# Introducing a normalized layer and pre-calculated cell and gene statistics in Census

<!-- markdownlint-disable MD036 -->
*Published: October 12, 2023*

*By: [Maximilian Lombardo](mailto:mlombardo@chanzuckerberg.com) and [Pablo Garcia-Nieto](mailto:pgarcia-nieto@chanzuckerberg.com)*
<!-- markdownlint-enable MD036 -->

The Census team is happy to announce the introduction of two new data features, tailored to empower your single-cell research: a library-size, normalized expression layer and pre-calculated cell and gene statistics. This work is reflected in changes introduced in the [Census schema V1.1.0](https://github.com/chanzuckerberg/cellxgene-census/blob/main/docs/cellxgene_census_schema.md).

With these additions users can easily:

- Expand their Census query filters to select genes or cells based on the new metadata. For example, selecting only cells with N number of genes expressed.
- Export the expanded cell and gene metadata for downstream analysis.
- Export a normalized expression data matrix for downstream analysis.

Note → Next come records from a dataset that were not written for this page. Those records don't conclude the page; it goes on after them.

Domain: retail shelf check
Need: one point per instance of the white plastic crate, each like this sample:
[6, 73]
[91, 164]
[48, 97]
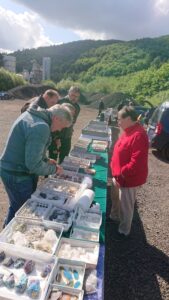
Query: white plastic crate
[40, 261]
[23, 233]
[73, 265]
[85, 234]
[83, 251]
[77, 294]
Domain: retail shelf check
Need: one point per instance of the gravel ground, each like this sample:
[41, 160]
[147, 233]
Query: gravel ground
[139, 268]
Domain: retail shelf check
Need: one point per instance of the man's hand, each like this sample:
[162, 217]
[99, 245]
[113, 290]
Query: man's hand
[58, 143]
[115, 182]
[59, 170]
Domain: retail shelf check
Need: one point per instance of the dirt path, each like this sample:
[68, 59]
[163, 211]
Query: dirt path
[139, 268]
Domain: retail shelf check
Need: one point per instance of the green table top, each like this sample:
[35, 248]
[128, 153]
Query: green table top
[100, 186]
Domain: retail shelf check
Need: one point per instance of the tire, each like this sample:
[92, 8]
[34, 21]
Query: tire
[165, 152]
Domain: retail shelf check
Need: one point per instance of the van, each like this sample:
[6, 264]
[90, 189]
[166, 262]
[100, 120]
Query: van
[158, 129]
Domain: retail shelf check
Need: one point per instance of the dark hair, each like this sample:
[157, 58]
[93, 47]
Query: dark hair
[128, 111]
[51, 93]
[74, 89]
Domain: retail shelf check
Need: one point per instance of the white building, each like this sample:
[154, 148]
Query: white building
[9, 63]
[46, 69]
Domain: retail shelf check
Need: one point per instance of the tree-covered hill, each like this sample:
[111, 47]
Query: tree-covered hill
[62, 56]
[139, 68]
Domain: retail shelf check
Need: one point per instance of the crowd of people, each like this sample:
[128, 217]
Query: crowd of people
[44, 126]
[40, 138]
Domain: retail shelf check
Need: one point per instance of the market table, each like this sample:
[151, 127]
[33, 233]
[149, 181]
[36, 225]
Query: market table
[100, 188]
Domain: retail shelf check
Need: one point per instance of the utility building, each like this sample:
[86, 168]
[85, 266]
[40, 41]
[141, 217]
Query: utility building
[46, 69]
[9, 63]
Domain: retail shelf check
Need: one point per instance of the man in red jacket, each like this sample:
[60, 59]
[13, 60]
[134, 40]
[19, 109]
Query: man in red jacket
[129, 167]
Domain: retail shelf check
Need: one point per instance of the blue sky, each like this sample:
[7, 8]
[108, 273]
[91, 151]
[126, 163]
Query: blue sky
[34, 23]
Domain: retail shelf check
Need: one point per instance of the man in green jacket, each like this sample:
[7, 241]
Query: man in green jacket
[24, 157]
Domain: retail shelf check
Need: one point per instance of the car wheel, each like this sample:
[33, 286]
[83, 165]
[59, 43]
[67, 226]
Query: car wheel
[165, 152]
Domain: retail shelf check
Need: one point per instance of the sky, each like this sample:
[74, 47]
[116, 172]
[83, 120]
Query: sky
[34, 23]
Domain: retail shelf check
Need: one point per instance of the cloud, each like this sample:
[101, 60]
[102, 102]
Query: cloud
[18, 31]
[120, 19]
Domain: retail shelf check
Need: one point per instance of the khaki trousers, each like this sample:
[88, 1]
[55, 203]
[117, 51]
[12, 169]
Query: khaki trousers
[123, 200]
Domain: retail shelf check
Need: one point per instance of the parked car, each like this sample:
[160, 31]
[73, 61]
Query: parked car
[158, 129]
[4, 96]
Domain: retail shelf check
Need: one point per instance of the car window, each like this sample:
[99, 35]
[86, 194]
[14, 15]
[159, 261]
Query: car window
[156, 116]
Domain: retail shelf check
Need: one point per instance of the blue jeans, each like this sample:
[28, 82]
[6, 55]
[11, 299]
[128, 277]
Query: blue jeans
[19, 190]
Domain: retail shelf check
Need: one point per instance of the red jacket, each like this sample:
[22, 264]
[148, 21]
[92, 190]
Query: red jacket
[129, 162]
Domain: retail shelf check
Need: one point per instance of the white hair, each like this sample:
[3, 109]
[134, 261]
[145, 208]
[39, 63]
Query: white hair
[60, 111]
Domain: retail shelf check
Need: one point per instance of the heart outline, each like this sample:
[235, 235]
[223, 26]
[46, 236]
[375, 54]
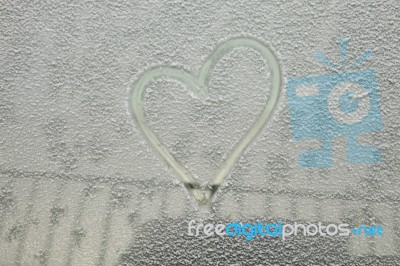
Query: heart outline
[198, 85]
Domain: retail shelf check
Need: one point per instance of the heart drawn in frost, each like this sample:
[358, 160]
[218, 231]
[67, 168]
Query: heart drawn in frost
[198, 85]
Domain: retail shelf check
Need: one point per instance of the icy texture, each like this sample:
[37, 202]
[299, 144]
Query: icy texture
[79, 185]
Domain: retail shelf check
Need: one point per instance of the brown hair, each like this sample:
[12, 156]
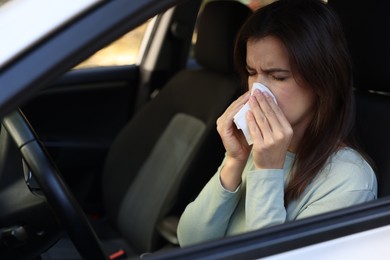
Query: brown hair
[313, 36]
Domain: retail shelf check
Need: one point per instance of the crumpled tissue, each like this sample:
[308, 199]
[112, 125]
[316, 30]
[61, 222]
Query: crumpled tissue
[240, 119]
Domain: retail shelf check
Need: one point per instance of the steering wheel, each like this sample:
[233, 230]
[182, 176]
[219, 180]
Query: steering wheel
[59, 197]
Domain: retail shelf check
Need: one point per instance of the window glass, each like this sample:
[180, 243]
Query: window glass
[123, 51]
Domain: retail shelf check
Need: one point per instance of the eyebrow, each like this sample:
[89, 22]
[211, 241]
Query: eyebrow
[270, 70]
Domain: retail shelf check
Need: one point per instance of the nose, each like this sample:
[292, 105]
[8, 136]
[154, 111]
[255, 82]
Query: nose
[262, 79]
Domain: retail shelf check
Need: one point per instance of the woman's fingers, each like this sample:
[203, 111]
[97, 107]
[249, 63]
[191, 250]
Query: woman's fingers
[273, 126]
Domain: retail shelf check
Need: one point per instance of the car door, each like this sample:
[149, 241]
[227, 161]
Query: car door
[78, 116]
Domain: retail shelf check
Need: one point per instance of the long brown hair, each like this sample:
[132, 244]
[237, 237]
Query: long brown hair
[313, 36]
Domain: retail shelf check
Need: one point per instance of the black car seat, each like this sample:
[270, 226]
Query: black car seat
[367, 28]
[173, 139]
[170, 148]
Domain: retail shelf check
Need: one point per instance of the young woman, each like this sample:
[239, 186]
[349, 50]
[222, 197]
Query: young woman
[303, 160]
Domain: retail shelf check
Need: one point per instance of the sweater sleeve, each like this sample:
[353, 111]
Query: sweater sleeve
[264, 204]
[343, 184]
[207, 217]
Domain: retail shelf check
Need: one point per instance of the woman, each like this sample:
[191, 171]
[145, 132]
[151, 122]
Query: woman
[303, 160]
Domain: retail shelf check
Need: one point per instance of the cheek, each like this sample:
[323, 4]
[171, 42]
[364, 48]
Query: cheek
[250, 83]
[295, 107]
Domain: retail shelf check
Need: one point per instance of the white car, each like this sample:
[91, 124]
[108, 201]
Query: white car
[117, 148]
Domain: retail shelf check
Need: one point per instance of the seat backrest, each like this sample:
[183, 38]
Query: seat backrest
[173, 137]
[367, 28]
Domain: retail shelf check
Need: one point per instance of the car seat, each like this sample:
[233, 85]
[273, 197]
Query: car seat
[170, 148]
[173, 139]
[367, 28]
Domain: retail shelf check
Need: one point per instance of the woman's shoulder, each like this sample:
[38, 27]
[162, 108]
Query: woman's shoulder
[349, 167]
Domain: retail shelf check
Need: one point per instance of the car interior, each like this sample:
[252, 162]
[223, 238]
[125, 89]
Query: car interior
[367, 32]
[172, 143]
[134, 162]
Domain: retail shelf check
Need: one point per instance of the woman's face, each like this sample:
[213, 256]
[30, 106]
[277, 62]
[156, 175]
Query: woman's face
[268, 63]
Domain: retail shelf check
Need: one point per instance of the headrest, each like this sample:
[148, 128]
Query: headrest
[367, 28]
[218, 26]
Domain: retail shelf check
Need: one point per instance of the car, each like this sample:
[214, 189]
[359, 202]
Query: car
[99, 161]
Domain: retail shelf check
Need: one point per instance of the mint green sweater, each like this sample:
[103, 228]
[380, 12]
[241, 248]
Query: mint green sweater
[346, 180]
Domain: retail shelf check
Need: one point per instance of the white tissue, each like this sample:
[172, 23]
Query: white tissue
[240, 119]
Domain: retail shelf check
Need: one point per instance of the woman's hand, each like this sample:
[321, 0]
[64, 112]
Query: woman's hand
[236, 146]
[270, 130]
[233, 140]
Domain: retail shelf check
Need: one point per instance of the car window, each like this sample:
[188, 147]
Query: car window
[127, 49]
[124, 51]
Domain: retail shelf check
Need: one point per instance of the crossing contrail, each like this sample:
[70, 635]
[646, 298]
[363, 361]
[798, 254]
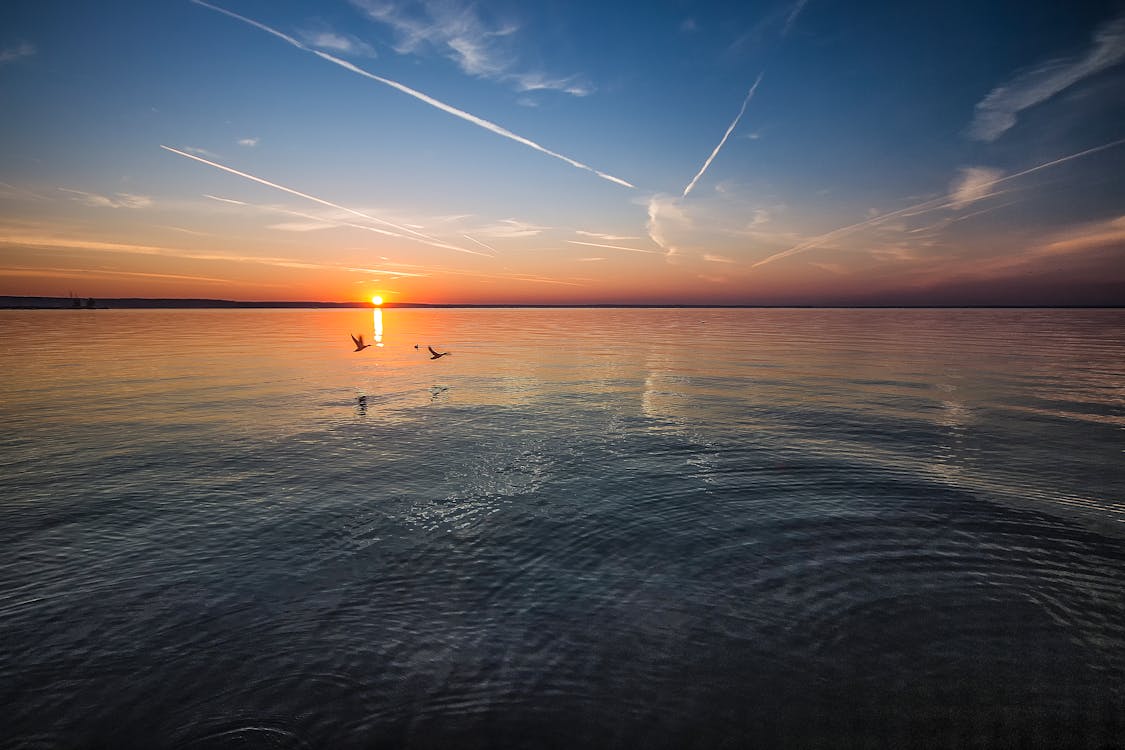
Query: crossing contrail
[417, 95]
[926, 206]
[725, 136]
[416, 235]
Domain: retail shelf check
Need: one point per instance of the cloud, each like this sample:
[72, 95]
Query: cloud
[1088, 236]
[972, 183]
[665, 214]
[608, 237]
[340, 43]
[20, 51]
[116, 200]
[594, 244]
[927, 206]
[725, 136]
[226, 200]
[300, 226]
[458, 30]
[422, 97]
[201, 152]
[489, 247]
[86, 273]
[511, 229]
[417, 236]
[997, 111]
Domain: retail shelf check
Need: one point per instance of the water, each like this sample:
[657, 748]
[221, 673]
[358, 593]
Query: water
[582, 529]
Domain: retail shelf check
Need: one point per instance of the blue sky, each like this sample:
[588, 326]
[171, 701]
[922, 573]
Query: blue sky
[941, 153]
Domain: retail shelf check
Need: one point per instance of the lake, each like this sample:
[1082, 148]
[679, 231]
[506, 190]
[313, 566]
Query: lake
[583, 527]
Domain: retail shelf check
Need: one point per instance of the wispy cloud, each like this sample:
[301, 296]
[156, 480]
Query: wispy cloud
[421, 97]
[226, 200]
[489, 247]
[631, 250]
[997, 113]
[606, 237]
[459, 32]
[1089, 236]
[20, 51]
[116, 200]
[300, 226]
[417, 236]
[47, 242]
[798, 7]
[339, 43]
[511, 229]
[86, 273]
[665, 211]
[972, 184]
[725, 136]
[924, 207]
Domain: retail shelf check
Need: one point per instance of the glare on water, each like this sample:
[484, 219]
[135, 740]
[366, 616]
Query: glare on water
[583, 526]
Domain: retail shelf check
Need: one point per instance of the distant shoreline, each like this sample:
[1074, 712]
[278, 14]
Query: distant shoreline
[135, 303]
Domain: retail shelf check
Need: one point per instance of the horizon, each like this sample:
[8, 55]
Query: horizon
[791, 154]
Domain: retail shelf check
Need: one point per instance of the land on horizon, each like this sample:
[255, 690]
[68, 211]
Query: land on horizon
[771, 154]
[16, 303]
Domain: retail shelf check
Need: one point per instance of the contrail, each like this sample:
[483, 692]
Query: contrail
[479, 243]
[934, 204]
[594, 244]
[417, 95]
[417, 235]
[725, 136]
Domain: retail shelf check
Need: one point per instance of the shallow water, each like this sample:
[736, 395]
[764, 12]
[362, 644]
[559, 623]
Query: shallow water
[660, 527]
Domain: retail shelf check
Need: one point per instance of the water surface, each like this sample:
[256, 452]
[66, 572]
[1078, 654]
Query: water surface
[583, 527]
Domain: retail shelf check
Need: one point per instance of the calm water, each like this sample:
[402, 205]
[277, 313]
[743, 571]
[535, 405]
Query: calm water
[582, 529]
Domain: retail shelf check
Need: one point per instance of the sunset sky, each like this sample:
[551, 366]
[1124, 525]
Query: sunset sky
[781, 152]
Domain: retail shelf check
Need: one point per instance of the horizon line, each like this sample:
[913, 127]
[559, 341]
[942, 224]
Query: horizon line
[203, 303]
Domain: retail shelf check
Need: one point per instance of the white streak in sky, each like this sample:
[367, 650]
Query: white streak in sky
[997, 111]
[479, 243]
[792, 16]
[416, 235]
[944, 201]
[226, 200]
[725, 136]
[595, 244]
[417, 95]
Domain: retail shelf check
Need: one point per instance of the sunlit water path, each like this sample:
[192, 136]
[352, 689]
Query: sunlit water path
[581, 529]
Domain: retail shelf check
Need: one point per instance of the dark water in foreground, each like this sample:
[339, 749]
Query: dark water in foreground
[583, 529]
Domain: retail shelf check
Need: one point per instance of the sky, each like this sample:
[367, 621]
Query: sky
[791, 152]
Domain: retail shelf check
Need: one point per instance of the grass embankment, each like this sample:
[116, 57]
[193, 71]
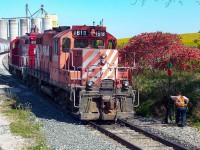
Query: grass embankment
[154, 86]
[23, 122]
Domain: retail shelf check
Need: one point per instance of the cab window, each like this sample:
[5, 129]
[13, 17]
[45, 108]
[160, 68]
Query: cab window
[111, 44]
[80, 43]
[66, 44]
[96, 43]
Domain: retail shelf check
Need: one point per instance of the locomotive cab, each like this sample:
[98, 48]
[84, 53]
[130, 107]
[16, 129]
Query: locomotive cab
[98, 88]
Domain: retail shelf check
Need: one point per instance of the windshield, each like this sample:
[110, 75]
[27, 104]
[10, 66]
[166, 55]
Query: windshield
[96, 43]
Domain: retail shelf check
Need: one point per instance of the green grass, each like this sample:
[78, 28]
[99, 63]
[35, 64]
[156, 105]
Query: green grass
[24, 123]
[187, 39]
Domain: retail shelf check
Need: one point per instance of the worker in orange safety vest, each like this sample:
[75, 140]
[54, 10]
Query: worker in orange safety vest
[181, 108]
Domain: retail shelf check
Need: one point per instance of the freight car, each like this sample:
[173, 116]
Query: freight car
[4, 45]
[79, 68]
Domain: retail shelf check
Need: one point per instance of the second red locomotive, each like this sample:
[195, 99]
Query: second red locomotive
[79, 68]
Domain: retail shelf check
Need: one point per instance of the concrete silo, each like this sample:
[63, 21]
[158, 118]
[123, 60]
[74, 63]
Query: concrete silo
[13, 29]
[24, 27]
[46, 24]
[3, 29]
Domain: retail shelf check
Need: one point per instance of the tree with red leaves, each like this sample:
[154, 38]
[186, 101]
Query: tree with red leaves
[155, 50]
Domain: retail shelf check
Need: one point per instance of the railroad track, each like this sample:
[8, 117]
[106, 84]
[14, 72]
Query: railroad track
[134, 137]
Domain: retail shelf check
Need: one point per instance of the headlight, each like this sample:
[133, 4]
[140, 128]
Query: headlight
[89, 85]
[125, 85]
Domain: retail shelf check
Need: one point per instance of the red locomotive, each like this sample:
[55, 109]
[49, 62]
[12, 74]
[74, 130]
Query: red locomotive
[78, 67]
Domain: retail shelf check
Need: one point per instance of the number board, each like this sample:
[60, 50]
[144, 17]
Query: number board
[80, 33]
[100, 33]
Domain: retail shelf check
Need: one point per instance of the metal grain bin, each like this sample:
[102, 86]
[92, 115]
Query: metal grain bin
[3, 29]
[46, 24]
[36, 23]
[24, 27]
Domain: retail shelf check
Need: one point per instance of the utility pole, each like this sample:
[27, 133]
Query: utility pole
[27, 17]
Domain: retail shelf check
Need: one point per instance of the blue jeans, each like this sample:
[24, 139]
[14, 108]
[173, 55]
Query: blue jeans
[181, 111]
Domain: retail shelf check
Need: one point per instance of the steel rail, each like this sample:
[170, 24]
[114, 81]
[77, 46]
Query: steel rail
[153, 136]
[115, 137]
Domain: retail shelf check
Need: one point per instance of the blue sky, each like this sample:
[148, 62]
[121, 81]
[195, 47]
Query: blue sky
[120, 17]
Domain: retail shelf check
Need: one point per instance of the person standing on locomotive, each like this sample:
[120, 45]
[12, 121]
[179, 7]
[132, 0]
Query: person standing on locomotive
[181, 110]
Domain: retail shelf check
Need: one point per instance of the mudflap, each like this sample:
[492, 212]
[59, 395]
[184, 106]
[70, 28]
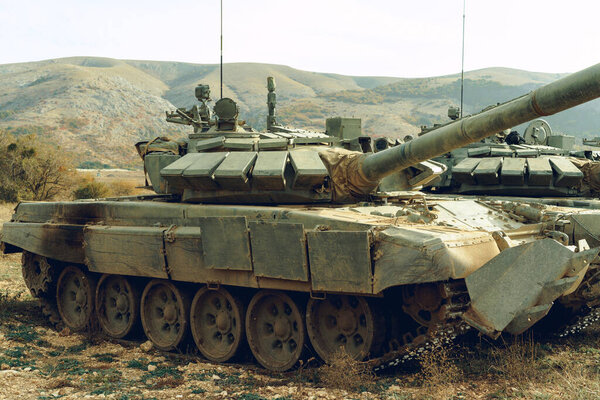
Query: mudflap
[517, 288]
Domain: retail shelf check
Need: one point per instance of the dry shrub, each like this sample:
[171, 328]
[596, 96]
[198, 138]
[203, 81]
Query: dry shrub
[576, 382]
[517, 361]
[58, 383]
[122, 188]
[438, 369]
[344, 372]
[167, 382]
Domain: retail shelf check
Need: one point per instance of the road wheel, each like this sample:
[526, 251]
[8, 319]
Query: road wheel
[217, 323]
[117, 305]
[165, 312]
[341, 323]
[75, 298]
[275, 330]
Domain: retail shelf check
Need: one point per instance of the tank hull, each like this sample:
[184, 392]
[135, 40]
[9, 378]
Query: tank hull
[386, 258]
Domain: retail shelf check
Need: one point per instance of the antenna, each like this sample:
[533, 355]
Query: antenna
[462, 68]
[222, 48]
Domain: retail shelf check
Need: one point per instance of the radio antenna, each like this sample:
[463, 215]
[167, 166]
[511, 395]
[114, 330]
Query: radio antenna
[221, 48]
[462, 68]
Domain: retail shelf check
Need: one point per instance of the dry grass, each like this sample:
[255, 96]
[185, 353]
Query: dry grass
[344, 372]
[516, 360]
[438, 368]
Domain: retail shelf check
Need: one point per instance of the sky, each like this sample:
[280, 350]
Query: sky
[401, 38]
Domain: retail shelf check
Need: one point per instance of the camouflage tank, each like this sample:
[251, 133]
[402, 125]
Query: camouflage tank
[539, 164]
[281, 241]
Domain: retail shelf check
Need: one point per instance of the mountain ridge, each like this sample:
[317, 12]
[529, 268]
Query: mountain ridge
[99, 107]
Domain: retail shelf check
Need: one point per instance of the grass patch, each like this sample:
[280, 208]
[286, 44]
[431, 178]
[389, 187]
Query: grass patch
[105, 357]
[77, 349]
[22, 333]
[9, 302]
[141, 364]
[344, 372]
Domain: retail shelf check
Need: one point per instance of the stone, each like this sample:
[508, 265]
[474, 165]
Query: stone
[146, 346]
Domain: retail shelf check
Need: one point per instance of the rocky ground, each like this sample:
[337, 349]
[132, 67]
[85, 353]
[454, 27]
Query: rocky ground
[39, 362]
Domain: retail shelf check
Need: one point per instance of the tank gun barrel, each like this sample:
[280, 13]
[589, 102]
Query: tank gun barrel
[568, 92]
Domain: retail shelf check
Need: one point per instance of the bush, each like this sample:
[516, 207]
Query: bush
[32, 170]
[122, 188]
[91, 190]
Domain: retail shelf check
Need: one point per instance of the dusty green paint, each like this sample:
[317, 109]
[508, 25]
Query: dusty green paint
[340, 261]
[279, 250]
[225, 243]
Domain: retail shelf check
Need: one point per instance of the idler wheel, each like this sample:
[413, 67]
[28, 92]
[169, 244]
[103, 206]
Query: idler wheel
[275, 330]
[38, 275]
[424, 303]
[341, 323]
[164, 313]
[117, 305]
[75, 298]
[217, 323]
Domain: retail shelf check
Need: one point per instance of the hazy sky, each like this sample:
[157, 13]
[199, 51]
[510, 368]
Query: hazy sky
[403, 38]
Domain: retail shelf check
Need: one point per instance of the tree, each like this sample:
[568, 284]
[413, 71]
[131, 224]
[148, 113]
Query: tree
[32, 170]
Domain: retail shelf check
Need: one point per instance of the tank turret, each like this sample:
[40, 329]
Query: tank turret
[229, 164]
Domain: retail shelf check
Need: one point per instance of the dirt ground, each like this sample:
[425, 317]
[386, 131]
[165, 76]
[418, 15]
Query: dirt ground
[38, 362]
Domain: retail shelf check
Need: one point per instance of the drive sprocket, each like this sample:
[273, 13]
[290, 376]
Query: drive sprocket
[39, 275]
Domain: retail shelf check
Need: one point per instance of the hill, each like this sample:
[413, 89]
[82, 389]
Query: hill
[100, 107]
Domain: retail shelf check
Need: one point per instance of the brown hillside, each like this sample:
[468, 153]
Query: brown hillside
[100, 107]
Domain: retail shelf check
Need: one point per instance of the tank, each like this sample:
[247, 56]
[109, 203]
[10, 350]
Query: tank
[539, 164]
[281, 242]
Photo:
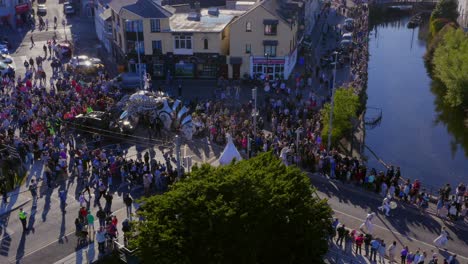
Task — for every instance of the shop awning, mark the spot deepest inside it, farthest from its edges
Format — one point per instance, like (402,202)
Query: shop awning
(106,14)
(270,22)
(270,43)
(235,60)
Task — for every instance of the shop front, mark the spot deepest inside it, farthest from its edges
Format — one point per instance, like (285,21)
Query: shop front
(23,14)
(196,66)
(268,68)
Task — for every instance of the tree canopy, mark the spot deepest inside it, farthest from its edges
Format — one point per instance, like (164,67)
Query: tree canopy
(450,65)
(253,211)
(345,109)
(446,9)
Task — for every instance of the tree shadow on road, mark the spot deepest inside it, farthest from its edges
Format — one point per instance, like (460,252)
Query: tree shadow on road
(6,239)
(402,220)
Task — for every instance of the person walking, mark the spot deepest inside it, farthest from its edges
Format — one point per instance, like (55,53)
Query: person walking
(382,249)
(22,216)
(367,240)
(341,233)
(422,257)
(101,215)
(441,240)
(392,252)
(348,243)
(375,245)
(385,206)
(90,220)
(359,240)
(128,203)
(33,189)
(63,200)
(101,239)
(404,254)
(368,223)
(31,62)
(108,207)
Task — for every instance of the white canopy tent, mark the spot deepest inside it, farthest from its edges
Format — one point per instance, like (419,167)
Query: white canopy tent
(230,152)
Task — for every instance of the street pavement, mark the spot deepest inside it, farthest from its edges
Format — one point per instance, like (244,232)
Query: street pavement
(52,240)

These features are currently exclusive to the "latest" versions of the Census data release and they will be available in the next LTS data release. We invite your feedback as you explore these novel functionalities.

Keep on reading to find out more about these features!

## Description of new data added to Census

All of the following changes were introduced in the Census schema V1.1.0.

### Added a new library-size normalized layer

We have introduced a library-size normalized X layer for the RNA measurements of both the human and mouse experiments available as `X["normalized"]`.  The normalized layer is built by dividing each value in the raw count matrix by its corresponding row sum (i.e. size normalization).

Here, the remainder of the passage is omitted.